Replicating a scientific paper is an important task. Every researcher has to grind through this process, often many times. I have done it repeatedly while creating educational activities for my courses. I also ask graduate students to do it to develop their mathematical and coding skills. Every time we encounter a new dataset to analyze, we typically start by trying an existing method. And every time we develop a new method, we compare it against the state of the art.
Sometimes, replicating a paper is relatively straightforward, especially if the authors carefully include all required information about parameters and hyperparameters and also provide the code. Even then, the process takes time. First, you have to read and understand the paper. Depending on your familiarity with the literature, this may take anywhere from a few days to an entire month. You may also need to set up your computational environment, download and understand the data, run cluster jobs, move data around, generate figures, and so on.
More often than not, however, something is missing.

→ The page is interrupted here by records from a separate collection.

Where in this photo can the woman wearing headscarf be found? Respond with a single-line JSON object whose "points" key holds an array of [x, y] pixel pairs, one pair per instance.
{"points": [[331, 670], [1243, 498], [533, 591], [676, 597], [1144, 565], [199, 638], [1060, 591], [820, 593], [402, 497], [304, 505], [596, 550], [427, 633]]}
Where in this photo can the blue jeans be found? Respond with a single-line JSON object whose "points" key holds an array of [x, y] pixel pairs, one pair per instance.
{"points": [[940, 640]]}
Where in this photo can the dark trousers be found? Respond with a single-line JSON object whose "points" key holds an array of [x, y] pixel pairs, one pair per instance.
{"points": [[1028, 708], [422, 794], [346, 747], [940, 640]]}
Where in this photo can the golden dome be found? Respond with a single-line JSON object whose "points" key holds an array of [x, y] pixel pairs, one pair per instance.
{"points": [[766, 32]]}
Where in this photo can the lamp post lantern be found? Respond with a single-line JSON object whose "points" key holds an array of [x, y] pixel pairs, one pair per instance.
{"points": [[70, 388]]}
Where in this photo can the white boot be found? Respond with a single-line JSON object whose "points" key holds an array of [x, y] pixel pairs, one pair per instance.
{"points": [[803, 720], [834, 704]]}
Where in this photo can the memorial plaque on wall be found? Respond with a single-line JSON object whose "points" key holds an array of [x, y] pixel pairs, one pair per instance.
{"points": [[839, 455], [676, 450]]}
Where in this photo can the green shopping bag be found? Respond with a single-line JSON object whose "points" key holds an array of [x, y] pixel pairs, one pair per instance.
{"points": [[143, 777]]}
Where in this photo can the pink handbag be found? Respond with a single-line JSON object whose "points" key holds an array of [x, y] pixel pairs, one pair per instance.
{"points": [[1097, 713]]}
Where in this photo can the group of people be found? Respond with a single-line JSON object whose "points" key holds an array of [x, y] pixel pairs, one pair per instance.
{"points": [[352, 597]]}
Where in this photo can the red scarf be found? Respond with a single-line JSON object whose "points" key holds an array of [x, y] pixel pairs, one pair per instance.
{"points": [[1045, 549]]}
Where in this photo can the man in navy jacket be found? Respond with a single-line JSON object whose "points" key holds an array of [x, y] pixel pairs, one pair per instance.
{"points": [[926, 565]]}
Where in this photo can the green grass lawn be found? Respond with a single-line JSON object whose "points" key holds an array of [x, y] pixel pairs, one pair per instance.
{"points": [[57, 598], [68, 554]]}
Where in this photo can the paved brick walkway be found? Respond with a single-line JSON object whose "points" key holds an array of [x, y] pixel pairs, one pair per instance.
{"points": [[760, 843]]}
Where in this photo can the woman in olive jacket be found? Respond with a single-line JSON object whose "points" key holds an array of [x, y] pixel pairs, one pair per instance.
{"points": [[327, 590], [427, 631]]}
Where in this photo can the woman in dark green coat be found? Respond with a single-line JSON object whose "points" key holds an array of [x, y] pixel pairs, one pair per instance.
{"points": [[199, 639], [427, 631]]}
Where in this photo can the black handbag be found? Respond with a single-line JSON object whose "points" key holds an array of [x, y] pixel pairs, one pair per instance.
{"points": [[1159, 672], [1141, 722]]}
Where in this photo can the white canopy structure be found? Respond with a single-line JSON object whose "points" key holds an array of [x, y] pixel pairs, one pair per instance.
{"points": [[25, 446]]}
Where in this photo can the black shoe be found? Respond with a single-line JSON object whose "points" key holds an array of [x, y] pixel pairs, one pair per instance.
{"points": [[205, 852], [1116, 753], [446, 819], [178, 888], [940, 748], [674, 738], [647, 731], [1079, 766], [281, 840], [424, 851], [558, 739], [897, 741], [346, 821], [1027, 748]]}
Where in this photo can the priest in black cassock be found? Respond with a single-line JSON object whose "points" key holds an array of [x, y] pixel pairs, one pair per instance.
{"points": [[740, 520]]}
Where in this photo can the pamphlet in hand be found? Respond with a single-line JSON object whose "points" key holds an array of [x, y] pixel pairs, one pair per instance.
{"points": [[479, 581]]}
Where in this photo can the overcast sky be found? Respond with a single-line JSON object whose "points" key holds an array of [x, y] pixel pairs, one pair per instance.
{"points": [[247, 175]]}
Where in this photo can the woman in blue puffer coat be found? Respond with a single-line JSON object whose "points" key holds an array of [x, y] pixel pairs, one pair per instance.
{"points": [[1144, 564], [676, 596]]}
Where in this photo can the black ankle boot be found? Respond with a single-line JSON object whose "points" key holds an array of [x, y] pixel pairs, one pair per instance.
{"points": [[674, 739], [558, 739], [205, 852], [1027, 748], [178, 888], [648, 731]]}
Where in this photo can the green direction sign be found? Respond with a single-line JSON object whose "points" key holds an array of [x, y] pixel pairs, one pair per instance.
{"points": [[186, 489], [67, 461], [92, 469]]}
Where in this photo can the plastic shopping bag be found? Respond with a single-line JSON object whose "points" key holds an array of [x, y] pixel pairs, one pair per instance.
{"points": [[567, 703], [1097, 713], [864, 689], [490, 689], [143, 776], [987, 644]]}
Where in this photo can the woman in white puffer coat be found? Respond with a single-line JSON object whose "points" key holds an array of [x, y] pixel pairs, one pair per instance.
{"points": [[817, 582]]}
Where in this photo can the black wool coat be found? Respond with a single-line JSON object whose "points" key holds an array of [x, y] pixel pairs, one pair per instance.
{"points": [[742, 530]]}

The code may not be available. You may have to write it yourself, debug it, and verify it with synthetic examples. Important details may also be absent from the paper. For example, the authors may say that they performed “hyperparameter optimization” without specifying how. Or the paper may rely on methods you are not familiar with, forcing you to read additional papers before you can even begin implementing the approach.
Using AI agents to replicate papers is, therefore, an intriguing use case. Tools like Codex, Claude Code, and OpenClaw have already reached a stage where they can attempt such tasks. We have started putting them to the test.
The basic setup
We have an old Mac Pro machine with Homebrew installed. We also installed LaTeX for generating reports. We have a ChatGPT Pro subscription ($200/month). We run the Codex app for macOS with GPT-5.3-Codex using “Medium” thinking, and we give it “Full access.”
Keeping track of what it does
We set up SSH keys so the system can access our lab’s GitHub repository (PredictiveScienceLab). We launch the Codex app inside an existing repository. Thankfully, Codex has not yet escaped and started deleting our prior work…
Accessing high-performance computing clusters
We configured SSH keys that allow Codex to access Purdue’s high-performance computing clusters (Gautschi and Bell) to run code on both GPUs and CPUs. We created a cluster skill that teaches it how to transfer data, load modules, submit SLURM jobs, and monitor them. Here are the first few line of the kill:
---
name: cluster-slurm
description: Deterministic SLURM orchestration over SSH with profile-based cluster routing, strict profile-managed environments, run ledgers, and artifact retrieval. Use when users ask to run heavy compute, submit SLURM jobs, monitor queue status/logs, or download outputs from any configured SLURM cluster.
---
# Cluster SLURM
Use this skill for cluster-first execution on configured SLURM clusters. Keep orchestration local and compute on cluster.
## First-run setup
1. Initialize and configure in one pass:
```bash
python3 ~/.codex/skills/cluster-slurm/scripts/cluster_slurm.py setup --cluster gautschi
```
This first setup is interactive by design and must be completed with direct user input.
Setup now prompts for:
- SSH target
- environment setup mode:
- setup your own environment (`custom`) (use default custom setup commands, or provide overrides)
- set up a new environment that will be used starting next run (`bootstrap-env`)
...
Note that the skill also has some scripts that it can call.